Clinical Safety: Trust between Humans and Machines
Sep 5, 2013My point in telling this story is not to demonstrate how I beat the EEOB’s security – I’m sure the badge was quickly deactivated and showed up in some missing-badge log next to my name – but to illustrate how security vulnerabilities can result from human/machine trust failures. Something went wrong between when I went through the gate and when the person after me did. The system knew it but couldn’t adequately explain it to the guards. The guards knew it but didn’t know the details. Because the failure occurred when the person after me tried to leave the building, they assumed she was the problem. And when they cleared her of wrongdoing, they blamed the system.
This is about security, not safety, but they’re pretty much related. Clinical software users hack the system all the time - usually, the intent is not malicious from their point of view, but the consequences are often as confusing - and they further erode the user’s trust in the system.
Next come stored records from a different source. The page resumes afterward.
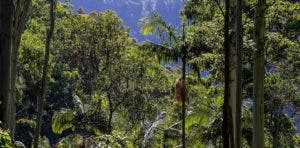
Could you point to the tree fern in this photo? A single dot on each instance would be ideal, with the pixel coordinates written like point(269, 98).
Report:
point(62, 120)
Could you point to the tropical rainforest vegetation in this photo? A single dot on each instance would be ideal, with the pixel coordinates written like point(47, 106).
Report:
point(228, 76)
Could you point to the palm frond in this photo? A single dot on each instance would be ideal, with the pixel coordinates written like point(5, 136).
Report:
point(62, 120)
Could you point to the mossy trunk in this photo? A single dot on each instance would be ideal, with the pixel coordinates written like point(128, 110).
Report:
point(41, 100)
point(258, 73)
point(6, 45)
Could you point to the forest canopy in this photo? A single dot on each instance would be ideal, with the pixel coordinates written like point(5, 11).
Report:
point(226, 76)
In the worst case, users will maintain an entirely separate system for some parts of their workflow - and this is made more likely due to the fact that in many cases, a back-up non-IT solution must be maintained for when the system is unavailable.
This same issue applies on machine to machine interfaces too. Typically, when an interface is first implemented, things are carefully crafted and tested to ensure that both sides fully understand each other. But as changes are introduced to one side or another as they are upgraded over the years, the synchronization tends to deteriorate, and system failures start to occur. These cases are very hard to trouble shoot, since they often are sourced from different assumptions about how workflow works, both of which are very nearly correct.